The Transit Riders Union of Winnipeg was formed in July 2005, a year after Sam Katz's first term as Mayor of Winnipeg.

==Background==

On September 29, 2004 the City Council of Winnipeg voted to abandon plans for a bus rapid transit (BRT) system for Winnipeg.

Several weeks later, Dallas Hansen returned to his home town of Winnipeg and discovered the online message board, NewWinnipeg.com. Among the thread topics, some were about rapid transit in Winnipeg. Dallas had posted his opinions of the BRT plan and had also discovered, around the same time, a website that Jim Jaworski had created about local Transit issues, including the subway plan published by Norman D. Wilson.
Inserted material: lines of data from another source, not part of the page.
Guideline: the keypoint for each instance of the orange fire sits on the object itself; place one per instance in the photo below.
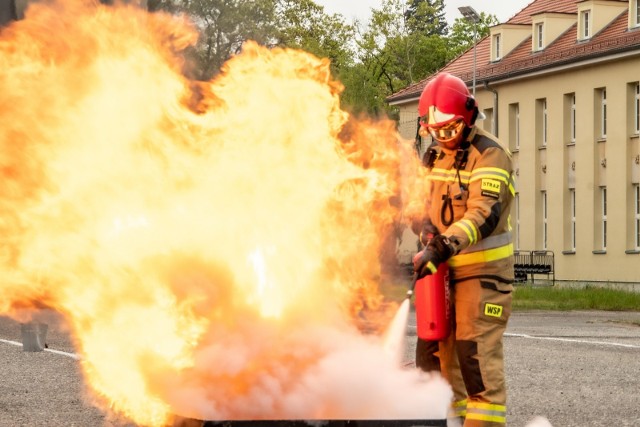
(210, 244)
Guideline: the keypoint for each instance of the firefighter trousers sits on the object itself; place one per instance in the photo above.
(471, 358)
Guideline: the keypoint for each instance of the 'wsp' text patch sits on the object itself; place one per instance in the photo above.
(493, 310)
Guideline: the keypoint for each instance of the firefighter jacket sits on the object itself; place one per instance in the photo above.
(471, 191)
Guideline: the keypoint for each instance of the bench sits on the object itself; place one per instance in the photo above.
(529, 264)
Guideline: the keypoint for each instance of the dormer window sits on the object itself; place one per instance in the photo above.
(539, 36)
(585, 21)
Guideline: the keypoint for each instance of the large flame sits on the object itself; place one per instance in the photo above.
(210, 244)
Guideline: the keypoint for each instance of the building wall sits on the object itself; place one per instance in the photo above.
(586, 165)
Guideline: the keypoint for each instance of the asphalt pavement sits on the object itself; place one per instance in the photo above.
(575, 369)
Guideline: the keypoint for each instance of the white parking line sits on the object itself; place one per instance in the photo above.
(612, 344)
(62, 353)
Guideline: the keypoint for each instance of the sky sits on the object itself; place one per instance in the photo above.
(361, 9)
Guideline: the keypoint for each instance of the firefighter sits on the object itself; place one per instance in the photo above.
(466, 224)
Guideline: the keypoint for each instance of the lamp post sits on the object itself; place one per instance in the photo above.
(470, 15)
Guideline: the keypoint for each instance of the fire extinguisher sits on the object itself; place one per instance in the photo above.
(433, 311)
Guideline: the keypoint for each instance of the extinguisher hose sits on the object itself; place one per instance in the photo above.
(413, 285)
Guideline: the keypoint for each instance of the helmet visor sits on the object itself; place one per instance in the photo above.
(447, 132)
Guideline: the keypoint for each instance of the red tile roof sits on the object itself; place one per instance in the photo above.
(566, 49)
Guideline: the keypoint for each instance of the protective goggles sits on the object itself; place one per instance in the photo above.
(444, 133)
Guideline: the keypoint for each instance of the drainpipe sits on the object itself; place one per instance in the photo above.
(495, 107)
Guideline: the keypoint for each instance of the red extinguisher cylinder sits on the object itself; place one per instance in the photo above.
(433, 312)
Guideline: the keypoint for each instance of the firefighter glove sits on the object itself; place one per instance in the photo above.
(437, 251)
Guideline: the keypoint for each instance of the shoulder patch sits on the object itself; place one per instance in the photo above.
(482, 143)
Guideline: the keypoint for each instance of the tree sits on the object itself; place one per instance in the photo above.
(392, 57)
(426, 17)
(303, 24)
(224, 25)
(463, 32)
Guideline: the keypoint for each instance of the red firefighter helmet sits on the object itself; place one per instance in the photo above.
(446, 107)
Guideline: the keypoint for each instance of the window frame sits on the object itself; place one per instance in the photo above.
(636, 113)
(636, 190)
(539, 40)
(573, 208)
(544, 122)
(603, 207)
(573, 119)
(545, 218)
(585, 19)
(603, 113)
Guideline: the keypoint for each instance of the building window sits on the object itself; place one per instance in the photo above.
(603, 204)
(544, 220)
(539, 36)
(586, 27)
(573, 119)
(572, 201)
(636, 112)
(517, 230)
(496, 43)
(514, 127)
(636, 196)
(544, 123)
(603, 113)
(541, 122)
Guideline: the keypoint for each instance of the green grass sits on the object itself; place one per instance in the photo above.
(564, 299)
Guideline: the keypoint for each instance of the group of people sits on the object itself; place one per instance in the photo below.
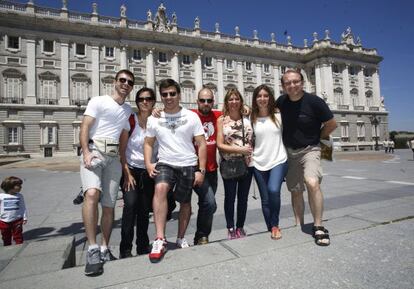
(388, 146)
(155, 153)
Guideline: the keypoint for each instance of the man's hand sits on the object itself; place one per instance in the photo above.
(198, 179)
(152, 172)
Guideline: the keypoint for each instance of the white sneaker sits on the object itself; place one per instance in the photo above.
(182, 243)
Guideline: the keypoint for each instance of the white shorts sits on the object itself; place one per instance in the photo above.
(104, 178)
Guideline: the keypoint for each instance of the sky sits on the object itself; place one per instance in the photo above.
(387, 25)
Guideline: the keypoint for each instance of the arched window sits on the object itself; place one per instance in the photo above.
(369, 98)
(80, 89)
(354, 97)
(48, 88)
(339, 96)
(13, 86)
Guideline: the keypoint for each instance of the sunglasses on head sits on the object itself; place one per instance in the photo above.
(172, 93)
(142, 99)
(205, 100)
(123, 80)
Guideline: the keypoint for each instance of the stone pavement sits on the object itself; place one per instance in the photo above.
(369, 210)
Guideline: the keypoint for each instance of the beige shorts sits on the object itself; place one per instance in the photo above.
(304, 163)
(104, 178)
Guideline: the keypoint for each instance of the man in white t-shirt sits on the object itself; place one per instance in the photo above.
(104, 119)
(178, 165)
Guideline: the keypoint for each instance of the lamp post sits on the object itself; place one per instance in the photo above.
(375, 121)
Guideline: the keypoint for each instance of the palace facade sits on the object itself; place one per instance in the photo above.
(52, 61)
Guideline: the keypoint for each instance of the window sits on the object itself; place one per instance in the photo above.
(186, 59)
(229, 64)
(354, 97)
(162, 57)
(345, 130)
(13, 42)
(361, 129)
(208, 61)
(369, 98)
(12, 136)
(48, 88)
(137, 54)
(80, 49)
(338, 95)
(109, 52)
(48, 46)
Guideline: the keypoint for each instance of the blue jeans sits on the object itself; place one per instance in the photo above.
(206, 205)
(241, 189)
(269, 183)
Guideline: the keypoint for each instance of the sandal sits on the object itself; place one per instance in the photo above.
(321, 236)
(276, 233)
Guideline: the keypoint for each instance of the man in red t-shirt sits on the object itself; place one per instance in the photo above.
(206, 192)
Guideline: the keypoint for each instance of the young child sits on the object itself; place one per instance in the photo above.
(12, 211)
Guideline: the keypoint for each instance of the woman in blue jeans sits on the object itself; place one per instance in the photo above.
(231, 143)
(269, 155)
He wrote an op-ed piece published in the Winnipeg Free Press on November 29, 2004 — Mass Transit Best Route for Winnipeg.

Several more months had passed, and Dallas, Jim, Jeff Lowe, and another person who was interested in the re-urbanization of central Winnipeg, Robert Galston, had decided it was time to form a new Transit rider group.

A previous transit rider group formed by Jim Jaworski and others in the late 1990s had fizzled because there was never a consensus over the form of rapid transit Winnipeg should have, while others believed that Winnipeg doesn't need rapid transit at all.

The TRUWinnipeg website domain was registered in early July 2005 and contains several archival and new articles and photos about the reurbanification of downtown Winnipeg.

June 2008 had the group's website viewed by 2,070 individuals, a new record.